「莫比乌斯反演」

1.YY的GCD

\[\sum_{x=1}^n\sum_{y=1}^m[gcd(x,y)==P] \]

\[\sum_{p}\sum_{x=1}^{n/p}\sum_{y=1}^{m/p}[gcd(x,y)==1] \]

\[\sum_p\sum_{d=1}^{n/p}\mu(d)\frac{n}{pd}\frac{m}{pd} \]

\[\sum_{T=1}^n\frac{n}{T}\frac{m}{T}\sum_{p|T}\mu(T/p) \]
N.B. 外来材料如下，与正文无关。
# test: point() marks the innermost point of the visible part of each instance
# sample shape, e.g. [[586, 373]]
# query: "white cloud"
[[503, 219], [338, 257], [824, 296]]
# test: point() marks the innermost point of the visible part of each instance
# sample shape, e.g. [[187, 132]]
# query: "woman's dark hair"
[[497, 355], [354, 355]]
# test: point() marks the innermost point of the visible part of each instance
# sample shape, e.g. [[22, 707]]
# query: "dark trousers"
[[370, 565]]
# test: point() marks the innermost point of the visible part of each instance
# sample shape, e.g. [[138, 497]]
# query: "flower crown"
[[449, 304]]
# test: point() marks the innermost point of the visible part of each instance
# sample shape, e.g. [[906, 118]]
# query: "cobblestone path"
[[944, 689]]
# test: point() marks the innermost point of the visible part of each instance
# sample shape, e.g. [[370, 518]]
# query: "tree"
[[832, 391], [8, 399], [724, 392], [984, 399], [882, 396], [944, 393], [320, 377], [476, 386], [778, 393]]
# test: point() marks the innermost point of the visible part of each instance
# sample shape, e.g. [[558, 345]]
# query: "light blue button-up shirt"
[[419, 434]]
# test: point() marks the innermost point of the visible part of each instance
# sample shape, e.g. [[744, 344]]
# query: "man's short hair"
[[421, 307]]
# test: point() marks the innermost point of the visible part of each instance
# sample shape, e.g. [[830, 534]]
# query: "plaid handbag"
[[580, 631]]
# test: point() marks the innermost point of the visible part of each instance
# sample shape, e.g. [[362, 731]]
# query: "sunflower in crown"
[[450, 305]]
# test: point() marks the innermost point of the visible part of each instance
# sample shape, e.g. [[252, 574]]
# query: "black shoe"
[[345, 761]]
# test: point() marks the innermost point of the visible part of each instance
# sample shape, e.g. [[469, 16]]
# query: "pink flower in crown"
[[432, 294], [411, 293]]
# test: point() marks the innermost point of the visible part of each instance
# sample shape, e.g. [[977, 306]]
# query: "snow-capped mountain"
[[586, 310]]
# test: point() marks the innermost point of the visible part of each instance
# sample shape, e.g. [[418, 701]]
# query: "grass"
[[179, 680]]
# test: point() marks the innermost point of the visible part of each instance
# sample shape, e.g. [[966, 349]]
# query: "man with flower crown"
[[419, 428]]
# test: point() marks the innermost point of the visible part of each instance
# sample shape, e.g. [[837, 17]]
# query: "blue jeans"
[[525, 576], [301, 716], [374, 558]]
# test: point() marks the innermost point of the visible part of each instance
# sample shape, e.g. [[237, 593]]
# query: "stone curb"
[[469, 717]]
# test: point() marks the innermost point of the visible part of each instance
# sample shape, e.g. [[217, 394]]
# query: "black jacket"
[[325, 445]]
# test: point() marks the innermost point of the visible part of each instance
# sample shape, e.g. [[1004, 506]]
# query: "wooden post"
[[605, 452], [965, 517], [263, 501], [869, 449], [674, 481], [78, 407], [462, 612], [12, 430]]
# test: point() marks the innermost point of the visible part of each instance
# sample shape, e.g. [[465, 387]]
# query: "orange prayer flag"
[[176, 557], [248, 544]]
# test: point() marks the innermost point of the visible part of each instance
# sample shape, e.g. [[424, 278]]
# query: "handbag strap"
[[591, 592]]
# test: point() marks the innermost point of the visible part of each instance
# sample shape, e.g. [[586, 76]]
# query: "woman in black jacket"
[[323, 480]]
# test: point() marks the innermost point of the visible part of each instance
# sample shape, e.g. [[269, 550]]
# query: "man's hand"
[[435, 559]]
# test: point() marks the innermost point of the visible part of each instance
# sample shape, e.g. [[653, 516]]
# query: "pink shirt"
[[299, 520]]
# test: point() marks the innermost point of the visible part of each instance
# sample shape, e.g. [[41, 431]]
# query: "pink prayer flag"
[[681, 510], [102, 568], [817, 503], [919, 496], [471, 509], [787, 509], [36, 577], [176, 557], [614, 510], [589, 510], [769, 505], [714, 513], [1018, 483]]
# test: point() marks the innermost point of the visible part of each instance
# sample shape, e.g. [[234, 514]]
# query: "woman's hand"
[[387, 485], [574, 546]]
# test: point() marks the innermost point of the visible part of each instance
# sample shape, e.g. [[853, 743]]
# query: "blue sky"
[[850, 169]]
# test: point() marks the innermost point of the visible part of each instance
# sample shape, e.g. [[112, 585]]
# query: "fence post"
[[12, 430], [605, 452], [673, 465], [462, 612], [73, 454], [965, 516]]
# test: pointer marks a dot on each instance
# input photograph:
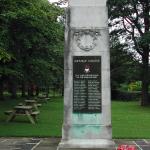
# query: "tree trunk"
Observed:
(1, 89)
(47, 91)
(23, 89)
(145, 77)
(30, 90)
(37, 91)
(13, 89)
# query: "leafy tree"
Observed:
(124, 64)
(131, 19)
(30, 31)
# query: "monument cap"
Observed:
(87, 2)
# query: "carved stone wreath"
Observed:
(86, 39)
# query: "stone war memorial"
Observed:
(87, 102)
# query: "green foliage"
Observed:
(129, 20)
(4, 56)
(124, 66)
(32, 34)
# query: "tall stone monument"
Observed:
(87, 104)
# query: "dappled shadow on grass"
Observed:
(130, 120)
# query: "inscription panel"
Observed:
(87, 84)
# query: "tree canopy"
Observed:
(31, 42)
(130, 20)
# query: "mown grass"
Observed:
(49, 120)
(129, 120)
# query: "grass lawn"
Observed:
(129, 120)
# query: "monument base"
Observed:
(87, 144)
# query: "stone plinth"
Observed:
(87, 102)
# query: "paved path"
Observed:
(51, 143)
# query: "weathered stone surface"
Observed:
(87, 35)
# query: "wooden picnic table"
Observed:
(32, 103)
(23, 111)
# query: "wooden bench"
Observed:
(34, 115)
(8, 112)
(39, 105)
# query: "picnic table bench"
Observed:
(22, 111)
(32, 103)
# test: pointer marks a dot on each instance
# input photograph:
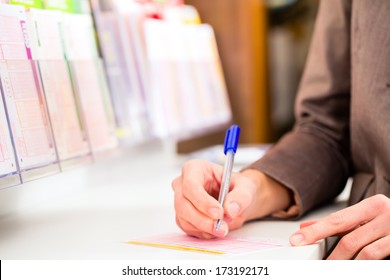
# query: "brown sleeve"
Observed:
(313, 159)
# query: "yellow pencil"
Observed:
(175, 247)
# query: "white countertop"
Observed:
(90, 212)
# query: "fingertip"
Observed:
(222, 230)
(297, 239)
(215, 213)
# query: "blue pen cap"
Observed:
(231, 139)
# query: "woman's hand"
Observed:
(364, 227)
(252, 195)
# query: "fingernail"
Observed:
(215, 213)
(233, 209)
(222, 230)
(297, 239)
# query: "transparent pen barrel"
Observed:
(227, 171)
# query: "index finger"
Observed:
(199, 181)
(335, 223)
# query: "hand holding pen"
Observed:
(249, 195)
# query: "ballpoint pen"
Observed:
(230, 148)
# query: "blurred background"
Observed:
(263, 46)
(82, 78)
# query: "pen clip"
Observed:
(231, 139)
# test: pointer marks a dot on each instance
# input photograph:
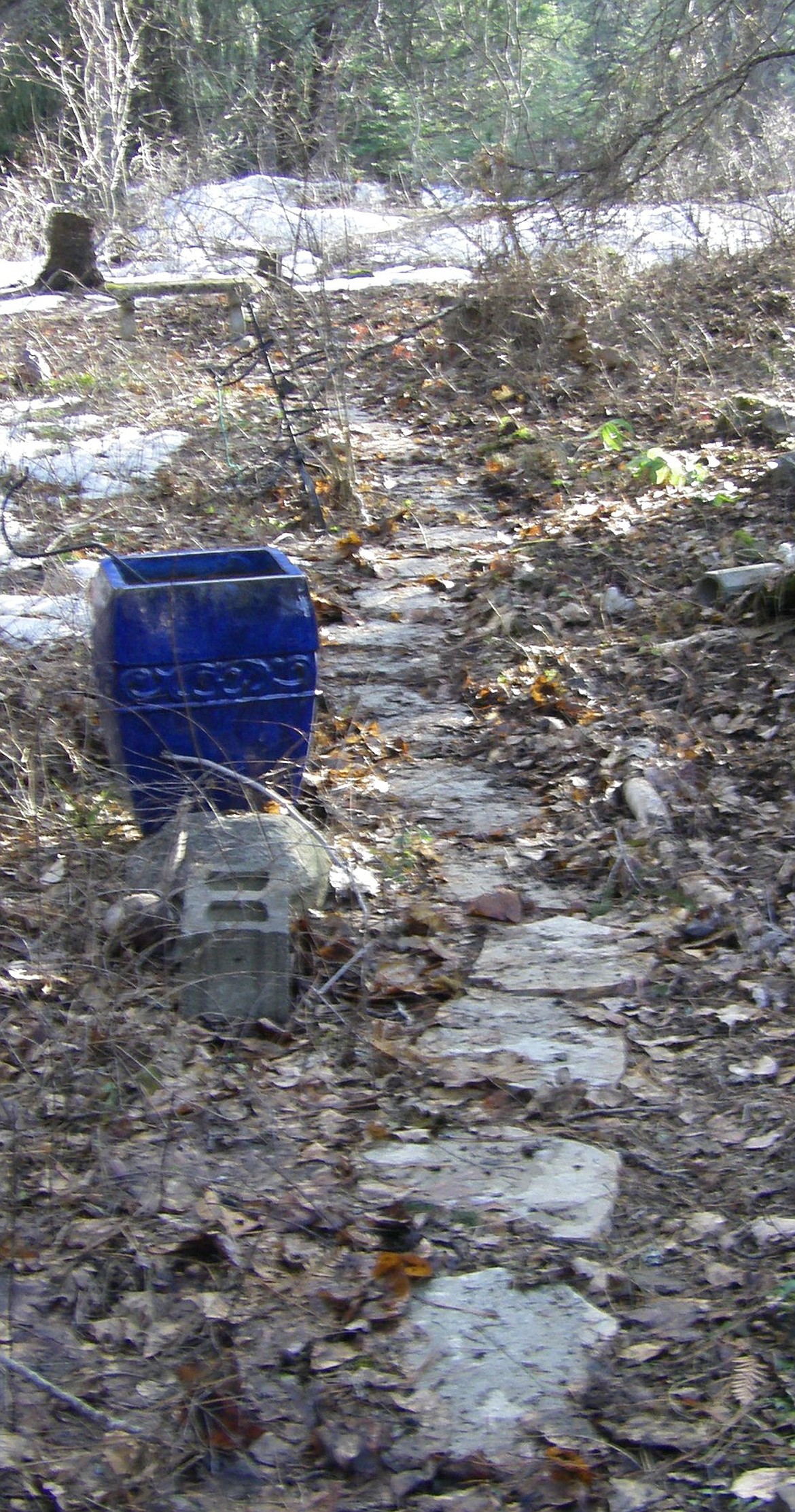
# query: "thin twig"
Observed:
(76, 1403)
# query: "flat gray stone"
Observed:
(469, 871)
(564, 953)
(486, 1355)
(463, 802)
(560, 1184)
(522, 1042)
(423, 722)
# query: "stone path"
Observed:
(487, 1360)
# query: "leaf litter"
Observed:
(186, 1242)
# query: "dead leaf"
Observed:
(502, 904)
(213, 1407)
(398, 1271)
(759, 1485)
(648, 1349)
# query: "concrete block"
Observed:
(291, 855)
(234, 949)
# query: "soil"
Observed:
(186, 1249)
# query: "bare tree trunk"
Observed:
(71, 262)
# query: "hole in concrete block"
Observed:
(239, 911)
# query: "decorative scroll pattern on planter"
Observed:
(217, 682)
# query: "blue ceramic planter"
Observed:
(206, 656)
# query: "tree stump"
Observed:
(71, 262)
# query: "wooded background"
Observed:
(519, 99)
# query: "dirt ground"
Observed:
(239, 1346)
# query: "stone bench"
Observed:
(126, 292)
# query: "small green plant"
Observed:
(665, 469)
(747, 546)
(614, 434)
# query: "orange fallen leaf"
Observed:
(400, 1271)
(502, 904)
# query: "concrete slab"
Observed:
(469, 871)
(461, 802)
(561, 955)
(522, 1042)
(486, 1356)
(563, 1186)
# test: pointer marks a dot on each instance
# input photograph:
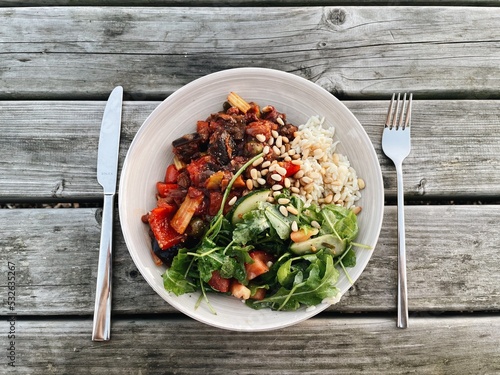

设\(f[n]=\sum_{p|n}\mu(n/p)\),从\(f[i]\)转移到\(f[i*pr[j]]\).
\(i\% pr[j]\)
\(pr[j]\)作为p,贡献为\(\mu[i]\).
\(pr[j]\)作为n/p,贡献为\(-f[i]\).
\(i\% pr[j]==0\)
\(pr[j]\)作为p,贡献为\(\mu[i]\).
\(pr[j]\)作为n/p,贡献为0.

#include<bits/stdc++.h>
#define ll long long
using namespace std;
const int N=1e7+50;
int n,m;
ll pr[N],v[N],f[N],mu[N];
inline void Pre(){
	const int M=1e7;
	mu[1]=1;
	for(int i=2;i<=M;++i){
		if(!v[i]) v[i]=1,pr[++pr[0]]=i,mu[i]=-1;
		for(int j=1;j<=pr[0];++j){
			if(i*pr[j]>M) break;
			v[i*pr[j]]=1;
			if(i%pr[j]!=0) mu[i*pr[j]]=-mu[i];
			else{mu[i*pr[j]]=0;break;}
		}
	}
	for(int i=1;i<=pr[0];++i) for(int j=1;j*pr[i]<=M;++j) f[j*pr[i]]+=mu[j];
	for(int i=1;i<=M;++i) f[i]+=f[i-1];
}
void solve(){
	scanf("%d%d",&n,&m);
	if(n>m) swap(n,m);
	ll ans=0;
	for(int l=1,r;l<=n;l=r+1){
		r=min(n/(n/l),m/(m/l));
		ans+=(f[r]-f[l-1])*(n/l)*(m/l);
	}
	printf("%lld\n",ans);
}
int main(){
	Pre();
	int T;scanf("%d",&T);
	while(T--) solve();
	return 0;
}

2.数表

\[\sum_{i=1}^n\sum_{j=1}^m\sigma(gcd(i,j)) \]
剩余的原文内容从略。